Fabrikalarda çalıştığını, çobanlık ve sekreterlik yaptığını, birkaç yıl önce de emekli olduğunu dile getiren Mumcu, "İlk hayvanım kuyruğuna teneke bağlanmış bir sokak köpeğiydi. Çok üzülmüştüm. Başka birini zehirlemişlerdi, onu sarımsaklı yoğurtla iyileştirdim. Başladım onları tek tek toplamaya, kıyamıyorum onlara. Biz insanlar onlara iyi davranmamız gerekirken kötülük yapıyoruz." ifadelerini kullandı.
"Ne ekersen onu biçersin." diyen Mumcu, şöyle devam etti:
"Sevgiyle davrandığınız zaman size aynı şekilde yaklaşıyorlar. Yıllardır sokak köpeklerine bakıyorum. Bu çocuklarıma bakabilmek için köye geldim ve kiralık ev tuttum. Hepsi sokak köpeği. Hiçbiri cins değil. Lider, kartal, kaplan, vakar, doğan, zümrüt, yakut, gümüş gibi isimleri var. Onlara ev olsun diye bir konteyner aldım. Konteyneri 6 bin liraya aldım, 450 lira yol parası verdim. 500 lira da indirme parası verdim. Evini etrafını tellerle çevirdim. Bunlar için toplamda 10 bin lira para harcadım."
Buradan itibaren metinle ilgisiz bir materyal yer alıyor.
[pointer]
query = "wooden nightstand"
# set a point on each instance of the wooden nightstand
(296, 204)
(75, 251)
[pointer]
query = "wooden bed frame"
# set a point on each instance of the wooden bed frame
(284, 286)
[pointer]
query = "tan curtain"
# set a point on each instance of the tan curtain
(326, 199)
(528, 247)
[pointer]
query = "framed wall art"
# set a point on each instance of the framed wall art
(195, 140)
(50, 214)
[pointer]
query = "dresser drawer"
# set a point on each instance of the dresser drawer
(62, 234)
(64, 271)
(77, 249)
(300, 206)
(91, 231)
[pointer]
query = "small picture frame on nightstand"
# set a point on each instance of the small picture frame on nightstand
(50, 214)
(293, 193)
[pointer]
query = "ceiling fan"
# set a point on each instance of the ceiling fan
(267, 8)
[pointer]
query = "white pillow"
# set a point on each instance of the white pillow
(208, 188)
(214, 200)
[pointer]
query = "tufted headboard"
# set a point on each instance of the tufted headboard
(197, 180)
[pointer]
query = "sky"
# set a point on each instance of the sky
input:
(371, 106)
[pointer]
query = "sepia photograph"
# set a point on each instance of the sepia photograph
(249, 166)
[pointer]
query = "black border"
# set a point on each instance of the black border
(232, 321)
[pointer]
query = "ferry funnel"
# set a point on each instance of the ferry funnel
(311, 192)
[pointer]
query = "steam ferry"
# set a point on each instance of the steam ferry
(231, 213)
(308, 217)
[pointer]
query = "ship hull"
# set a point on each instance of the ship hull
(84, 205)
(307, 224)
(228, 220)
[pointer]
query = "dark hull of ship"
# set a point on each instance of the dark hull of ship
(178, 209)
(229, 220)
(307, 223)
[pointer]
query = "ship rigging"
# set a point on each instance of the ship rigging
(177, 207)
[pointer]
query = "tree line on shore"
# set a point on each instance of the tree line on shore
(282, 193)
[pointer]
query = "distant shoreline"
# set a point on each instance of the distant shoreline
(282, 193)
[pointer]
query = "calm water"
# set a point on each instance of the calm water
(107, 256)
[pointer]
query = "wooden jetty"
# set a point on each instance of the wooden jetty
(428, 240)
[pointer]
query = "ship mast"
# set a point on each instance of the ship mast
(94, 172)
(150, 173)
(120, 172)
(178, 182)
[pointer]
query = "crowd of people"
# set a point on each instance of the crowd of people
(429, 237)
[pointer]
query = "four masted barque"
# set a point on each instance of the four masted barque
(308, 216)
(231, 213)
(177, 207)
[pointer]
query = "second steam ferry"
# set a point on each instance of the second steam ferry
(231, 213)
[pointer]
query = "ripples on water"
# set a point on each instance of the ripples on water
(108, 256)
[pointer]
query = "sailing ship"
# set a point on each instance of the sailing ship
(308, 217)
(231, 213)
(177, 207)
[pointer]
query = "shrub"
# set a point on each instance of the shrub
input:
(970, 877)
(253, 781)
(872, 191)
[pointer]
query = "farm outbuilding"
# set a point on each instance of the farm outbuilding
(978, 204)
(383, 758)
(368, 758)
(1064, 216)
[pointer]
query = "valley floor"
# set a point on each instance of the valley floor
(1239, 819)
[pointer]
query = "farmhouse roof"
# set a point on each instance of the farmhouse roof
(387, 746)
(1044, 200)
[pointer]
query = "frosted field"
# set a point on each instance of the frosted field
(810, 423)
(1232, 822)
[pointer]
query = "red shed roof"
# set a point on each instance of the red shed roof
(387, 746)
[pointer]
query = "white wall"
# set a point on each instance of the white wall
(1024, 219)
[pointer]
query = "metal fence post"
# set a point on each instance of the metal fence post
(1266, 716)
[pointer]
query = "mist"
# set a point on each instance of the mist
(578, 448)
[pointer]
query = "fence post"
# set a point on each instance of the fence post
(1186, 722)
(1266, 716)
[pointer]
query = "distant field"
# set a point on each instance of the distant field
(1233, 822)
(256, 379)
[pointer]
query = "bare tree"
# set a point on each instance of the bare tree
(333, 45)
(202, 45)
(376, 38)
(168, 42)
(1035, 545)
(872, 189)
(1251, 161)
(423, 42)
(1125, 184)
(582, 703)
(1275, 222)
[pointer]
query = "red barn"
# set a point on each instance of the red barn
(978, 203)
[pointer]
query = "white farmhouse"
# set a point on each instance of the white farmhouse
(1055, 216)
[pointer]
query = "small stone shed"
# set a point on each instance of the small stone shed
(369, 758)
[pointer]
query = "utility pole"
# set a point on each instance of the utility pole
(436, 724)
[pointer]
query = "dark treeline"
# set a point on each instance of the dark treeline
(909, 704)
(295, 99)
- Tabaklarını yıkıyor, kirli tabağa yemek koymuyor
Mumcu, 17 sokak köpeğinin bu konteynerde, 8 yavrunun ise kendisiyle beraber evde yaşadığını belirterek, "Konteynerde yataklar var, çarşaflarını değiştiriyorum. Her akşam onlar için yemek yapıyorum. Her akşam saat 18.00 gibi yemeklerini pişiriyorum. 40 ekmek doğruyorum. Kemik suyu veya tavuk suyunu üzerine döküyorum. Balkondan aşağıya ip ile sarkıtıyorum. Ertesi sabah mıntıka temizliği başlıyor. Sonra bulaşıkları yıkanıyor. Her gün tabaklarını yıkarım. Aynı tabağa tekrar yemek koymam." diye konuştu.
Masrafların altından kalkamadığını dile getiren Mumcu, "Önceden tek başıma uğraşıyordum. İstanbul'da bir iş insanı beni duymuş. O bana ayda bir yardım gönderiyor. Bir senedir gönderiyor. Zaten emekli maaşımın büyük bölümünü bunlar için harcıyorum. Onları doyurmadan kendi karnımı doyuramıyorum. Seviyoruz birbirimizi." dedi.
Köpeklerine olan sevgisi nedeniyle normal yaşamından vazgeçtiğini ve bunun kelimelerle anlatılacak bir durum olmadığını aktaran Mumcu, şunları söyledi:
"Ben her akşam yatarken tek bir dua ediyorum. Allah'ım önce beni al sonra onları. Allah bana sağlık sıhhat verdiği sürece, çalıştığım sürece onlarla beraberim. Bütün günümü onlarla geçiriyorum. İnsan gibi değiller, dedikodu yapmıyorlar, ihanet etmiyorlar, beni niye doyurmadın demiyorlar. Ne varsa yiyoruz."